ALLERDALE council’s leader has vowed to hold the new executive to account, speaking ahead of his expected departure from the top job.

Coun Alan Smith is gearing up to lead Labour in opposition after his party went from pole position to third place in the local elections earlier this month.

It was a political upset that saw the Independents clinch 19 seats, the Conservatives keep 15 and Labour plunge from to 27 to 14.

But a defiant Mr Smith said he would continue to fight to protect services from the other side of the council chamber as he prepares to face off against a likely Independent-Tory coalition.

He said: “My main objective is to make sure Allerdale gets the services they deserve and to ensure that the administration is held to account over everything they have promised to the people out there.”

The Local Democracy Reporting Service has revealed earlier this week that one of the most likely outcomes will see the borough council led by Independent Wigton councillor Marion Fitzgerald, with Conservative leader Mark Jenkinson serving as her deputy.

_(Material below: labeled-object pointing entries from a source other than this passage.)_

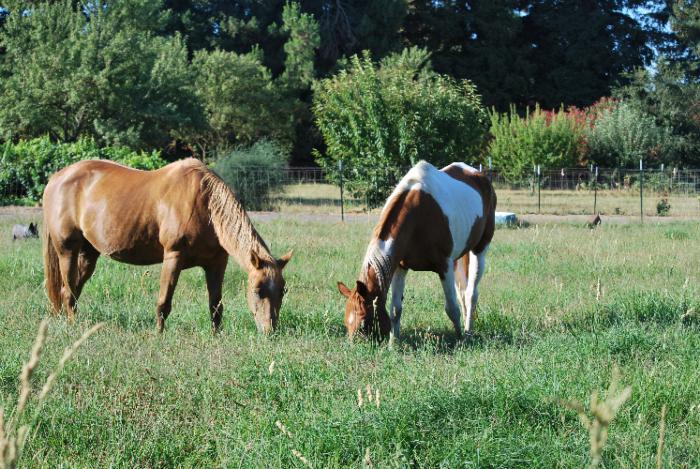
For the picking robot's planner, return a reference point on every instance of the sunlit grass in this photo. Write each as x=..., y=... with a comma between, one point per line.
x=560, y=306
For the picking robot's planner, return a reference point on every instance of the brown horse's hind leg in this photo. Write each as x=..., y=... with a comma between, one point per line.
x=87, y=260
x=215, y=279
x=168, y=280
x=68, y=264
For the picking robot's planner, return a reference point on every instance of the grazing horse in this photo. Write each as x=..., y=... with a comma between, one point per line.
x=435, y=220
x=182, y=215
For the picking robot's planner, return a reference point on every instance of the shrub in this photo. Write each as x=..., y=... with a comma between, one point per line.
x=254, y=172
x=25, y=166
x=379, y=120
x=550, y=139
x=622, y=135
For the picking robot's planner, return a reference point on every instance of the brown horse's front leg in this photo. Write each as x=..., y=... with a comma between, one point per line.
x=215, y=279
x=168, y=280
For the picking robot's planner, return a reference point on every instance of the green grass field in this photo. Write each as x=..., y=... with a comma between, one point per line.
x=560, y=306
x=325, y=198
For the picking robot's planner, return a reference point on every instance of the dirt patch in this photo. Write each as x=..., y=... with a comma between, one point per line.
x=14, y=213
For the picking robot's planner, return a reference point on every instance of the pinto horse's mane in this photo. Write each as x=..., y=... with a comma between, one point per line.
x=230, y=220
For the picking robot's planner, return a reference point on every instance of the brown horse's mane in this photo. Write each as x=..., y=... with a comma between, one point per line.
x=230, y=220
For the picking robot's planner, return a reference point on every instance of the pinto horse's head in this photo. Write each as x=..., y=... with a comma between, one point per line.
x=362, y=311
x=266, y=288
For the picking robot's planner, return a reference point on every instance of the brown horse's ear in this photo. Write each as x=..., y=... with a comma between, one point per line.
x=345, y=291
x=255, y=260
x=362, y=289
x=282, y=261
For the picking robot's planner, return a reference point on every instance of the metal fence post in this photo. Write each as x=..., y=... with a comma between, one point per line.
x=641, y=191
x=539, y=183
x=595, y=191
x=342, y=203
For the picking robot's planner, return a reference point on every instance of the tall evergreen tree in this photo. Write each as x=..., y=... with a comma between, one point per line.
x=536, y=51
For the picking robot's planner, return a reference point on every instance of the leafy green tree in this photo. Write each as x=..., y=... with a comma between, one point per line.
x=381, y=120
x=671, y=92
x=624, y=135
x=96, y=69
x=549, y=139
x=241, y=102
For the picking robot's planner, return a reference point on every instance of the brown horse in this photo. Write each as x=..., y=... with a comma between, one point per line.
x=182, y=215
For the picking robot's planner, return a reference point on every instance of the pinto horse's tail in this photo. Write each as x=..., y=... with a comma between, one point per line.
x=52, y=272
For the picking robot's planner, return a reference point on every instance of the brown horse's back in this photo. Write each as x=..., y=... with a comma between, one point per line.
x=130, y=215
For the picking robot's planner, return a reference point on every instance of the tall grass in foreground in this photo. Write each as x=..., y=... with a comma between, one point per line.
x=560, y=307
x=14, y=432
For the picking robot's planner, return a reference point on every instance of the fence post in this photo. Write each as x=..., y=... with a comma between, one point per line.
x=595, y=191
x=539, y=183
x=342, y=208
x=641, y=191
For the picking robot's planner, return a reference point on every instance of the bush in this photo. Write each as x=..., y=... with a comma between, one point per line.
x=623, y=135
x=254, y=172
x=379, y=120
x=550, y=139
x=25, y=166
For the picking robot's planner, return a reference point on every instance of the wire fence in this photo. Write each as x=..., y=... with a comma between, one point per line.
x=668, y=192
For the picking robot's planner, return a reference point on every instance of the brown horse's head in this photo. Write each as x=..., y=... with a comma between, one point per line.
x=265, y=290
x=362, y=310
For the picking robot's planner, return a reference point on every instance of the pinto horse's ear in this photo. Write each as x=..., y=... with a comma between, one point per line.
x=255, y=260
x=345, y=291
x=362, y=289
x=282, y=261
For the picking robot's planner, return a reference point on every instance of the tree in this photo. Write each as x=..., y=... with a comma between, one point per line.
x=671, y=91
x=96, y=70
x=580, y=50
x=242, y=101
x=379, y=120
x=535, y=51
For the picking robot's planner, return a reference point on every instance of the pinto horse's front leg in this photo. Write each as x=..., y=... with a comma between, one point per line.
x=398, y=282
x=451, y=303
x=168, y=280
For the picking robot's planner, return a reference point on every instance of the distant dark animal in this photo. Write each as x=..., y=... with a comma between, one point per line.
x=24, y=232
x=182, y=215
x=435, y=220
x=594, y=221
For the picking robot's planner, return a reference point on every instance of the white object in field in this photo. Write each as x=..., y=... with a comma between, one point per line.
x=506, y=218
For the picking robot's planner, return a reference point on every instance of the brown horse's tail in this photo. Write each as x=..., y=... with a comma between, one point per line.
x=52, y=272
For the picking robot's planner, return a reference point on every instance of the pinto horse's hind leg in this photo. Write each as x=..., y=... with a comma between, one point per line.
x=451, y=304
x=461, y=267
x=169, y=274
x=215, y=280
x=477, y=263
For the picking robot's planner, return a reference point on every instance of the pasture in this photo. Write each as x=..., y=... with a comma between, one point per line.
x=325, y=198
x=560, y=305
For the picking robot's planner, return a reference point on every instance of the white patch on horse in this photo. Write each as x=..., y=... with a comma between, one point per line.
x=459, y=201
x=378, y=257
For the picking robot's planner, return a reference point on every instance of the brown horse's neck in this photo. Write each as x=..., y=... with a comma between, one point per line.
x=232, y=224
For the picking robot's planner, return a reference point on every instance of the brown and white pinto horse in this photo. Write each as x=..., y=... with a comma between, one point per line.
x=182, y=215
x=435, y=220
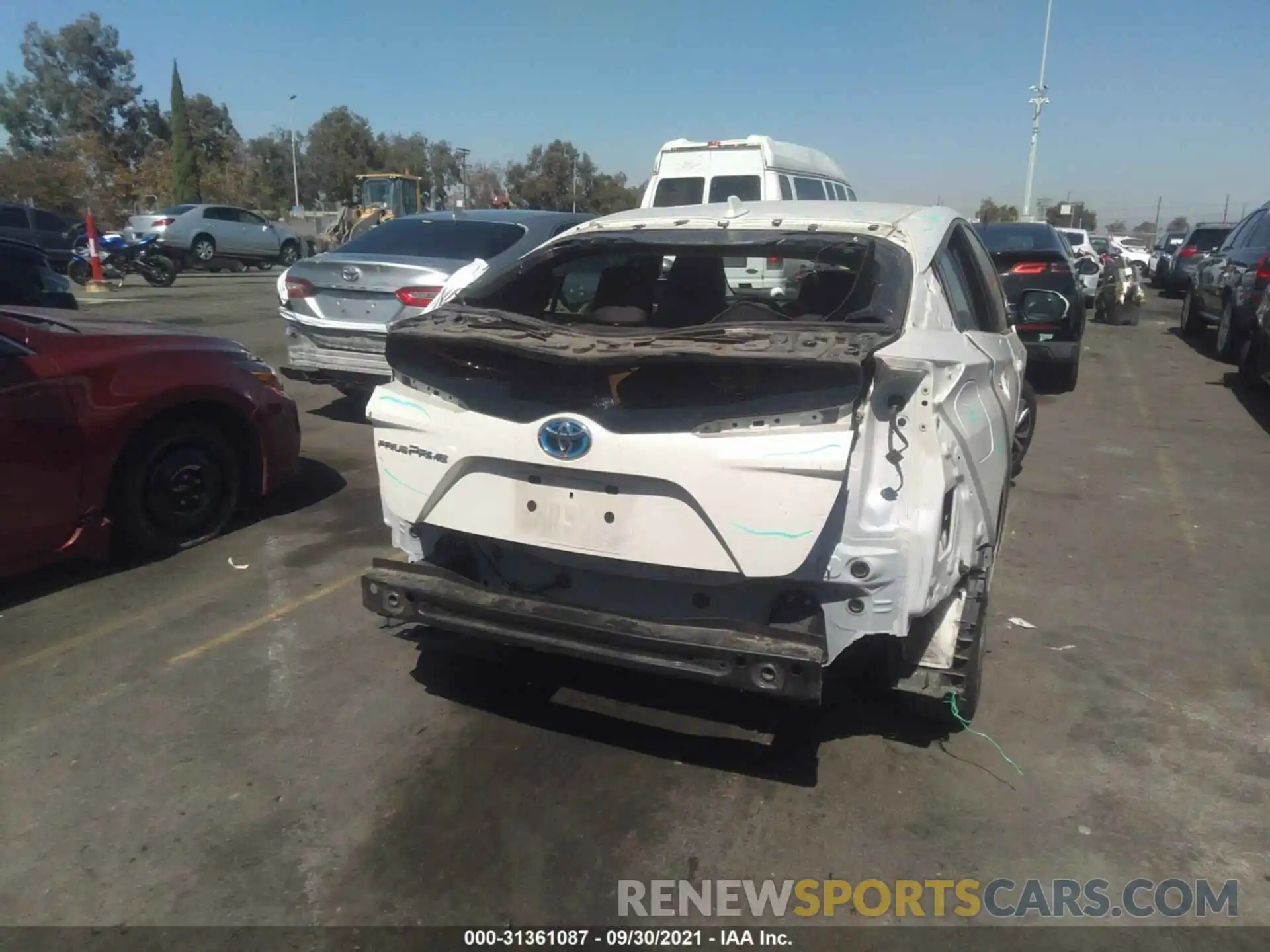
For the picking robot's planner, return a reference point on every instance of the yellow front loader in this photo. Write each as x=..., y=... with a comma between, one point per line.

Mr Smith also revealed that he had been approached with the offer of Labour forming part of a Rainbow Alliance but had refused.

He also stressed that he had not courted members of the Independents or Conservatives to make up an administration.

He added: “What you end up with when you do that – and what’s happening now with the Tories and Independents – is that you can’t come to any kind of consensus or agreement.”

Mr Smith would have needed to find 11 non-Labour councillors who were willing to work with him.

But he said he was convinced he had done the “right thing” by refusing to strike a deal or to woo political support from the factions.

“I have been led to believe that there is no way they will sort things out (by the deadline of May 22),” he added.

The council has been asked if it will respond to claims that delegated powers could be signed over to officers in the event of a leader not emerging at the Annual General Meeting on May 22.

The communications department has also been asked to respond to rumours that officers could be given powers to enforce a proportional administration in the event of a political stalemate.

But they have not been able to provide an answer to either question at the time of publication.